Hovering this feature shows a tooltip indicating that it contains "Code Map, Live Dependency Validation and Code Clone detection". The "Live Dependency Validation" sounds like it might do what I want, but it also sounds quite heavyweight and somewhat intrusive, as described in this blog from the end of 2016. Instead of further modifying my VS installation (and possibly slowing it down), I decided to try another tool.

ReSharper?

What about ReSharper? For a while now, it's included project-dependency graphs and hierarchies. Try as I might, I couldn't get the tools to show me the transitive dependency on PostgreSql that Sandbox Winform was pulling in from somewhere. The hierarchy view is live and quick, but it doesn't show all transitive usages.

The graph view is nicely rendered, but shows dependencies by default instead of dependencies and usages. At any rate, the Sandbox wasn't showing up as a transitive user of PostgreSql.

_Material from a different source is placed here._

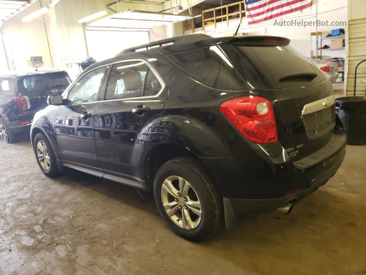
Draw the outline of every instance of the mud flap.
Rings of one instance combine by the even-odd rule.
[[[229,230],[235,227],[238,222],[238,218],[234,212],[231,201],[226,198],[224,198],[223,201],[225,227],[227,230]]]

I didn't believe ReSharper at this point because something was causing the data driver to be copied to the output folder.

NDepend to the rescue

So, as expected, I turned to NDepend. I took a few seconds to run an analysis and then right-clicked the PostgreSql data-driver project to select NDepend => Select Assemblies... => That are Using Me (Directly or Indirectly) to show the following query and results.

Bingo. Sandbox.Model is indirectly referencing the PostgreSql data driver, via a transitive-dependency chain of 4 assemblies. Can I see which assemblies they are? Of course I can: this kind of information is best shown on a graph, so you can show a graph of any query results by clicking "Export to Graph" to show the graph below.

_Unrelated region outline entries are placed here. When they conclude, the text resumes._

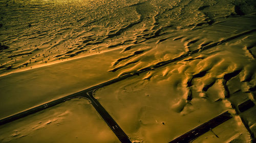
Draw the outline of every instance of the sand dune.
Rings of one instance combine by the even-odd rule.
[[[253,142],[255,6],[2,1],[0,118],[103,85],[93,96],[131,142],[168,142],[228,111],[193,142]],[[119,142],[93,100],[75,97],[1,125],[0,142]]]

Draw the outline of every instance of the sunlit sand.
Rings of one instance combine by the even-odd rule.
[[[255,7],[1,1],[0,142],[254,142]]]

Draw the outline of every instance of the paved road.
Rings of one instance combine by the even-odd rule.
[[[98,100],[94,98],[93,94],[93,91],[90,91],[87,93],[87,96],[84,96],[84,97],[88,98],[91,101],[94,108],[122,143],[131,143],[132,142],[130,140],[127,135],[123,132],[102,106],[101,106]]]

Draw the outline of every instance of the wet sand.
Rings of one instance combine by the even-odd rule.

Now I can finally see that the SandboxModel pulls in the Quino.Testing.Models.Generated (to use the BaseTypes module) which, in turn, has a reference to Quino.Tests.Base which, of course, includes the PostgreSql driver because that's the default testing driver for Quino tests.

Now that I know how the reference is coming in, I can fix the problem. Here I'm on my own: I have to solve this problem without NDepend. But at least NDepend was able to show me exactly what I have to fix (unlike VS or ReSharper).

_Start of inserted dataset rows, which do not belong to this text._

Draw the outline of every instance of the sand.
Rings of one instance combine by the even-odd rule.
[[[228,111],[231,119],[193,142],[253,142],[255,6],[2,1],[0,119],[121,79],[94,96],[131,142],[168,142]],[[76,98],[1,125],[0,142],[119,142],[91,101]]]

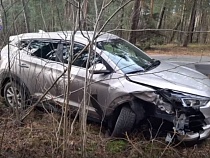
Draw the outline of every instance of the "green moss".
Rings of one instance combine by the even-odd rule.
[[[122,152],[127,147],[127,142],[123,140],[114,140],[109,141],[106,144],[106,150],[107,152],[110,152],[112,154],[116,154],[119,152]]]

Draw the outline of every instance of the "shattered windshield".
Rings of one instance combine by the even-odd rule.
[[[122,39],[111,39],[97,43],[97,47],[121,69],[124,73],[144,71],[153,60],[134,45]]]

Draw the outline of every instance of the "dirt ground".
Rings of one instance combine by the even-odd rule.
[[[182,48],[177,46],[155,47],[148,53],[210,55],[210,46]],[[202,49],[202,50],[201,50]],[[62,157],[63,128],[59,129],[61,114],[35,110],[23,122],[15,122],[15,114],[0,104],[0,158],[45,158]],[[69,120],[72,122],[72,119]],[[68,130],[67,156],[81,157],[80,126],[77,120],[73,133]],[[100,124],[89,122],[87,126],[87,157],[124,158],[124,157],[171,157],[171,158],[208,158],[210,140],[186,147],[183,144],[167,144],[165,138],[145,139],[142,131],[135,131],[123,139],[105,137],[105,129]]]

I ended up moving the test-fixture base classes from Quino.Testing.Models.Generated into a new assembly called Quino.Testing.Models.Fixtures. The latter assembly still depends on Quino.Tests.Base and thus the PostgreSql data driver, but it's now possible to reference the Quino testing models without transitively referencing the PostgreSql data driver.

A quick re-analysis with NDepend and I can see that the same query now shows a clean view: only testing code and testing assemblies reference the PostgreSql driver.

Finishing up

And now to finish my original task! I ran the Winform Sandbox application with the PostgreSql driver configured and was greeted with an error message that the driver could not be loaded. I now had parity between PostgreSql and SqlServer.

The fix? Obviously, make sure that the drivers are available by referencing them directly from any Sandbox application that needs to connect to a database. This was the obvious solution from the beginning, but we had to quickly fix a problem with dependencies first. Why? Because we hate hacking. :-)

Two quick references added, a build and I was able to connect to both SQL Server and PostgreSql.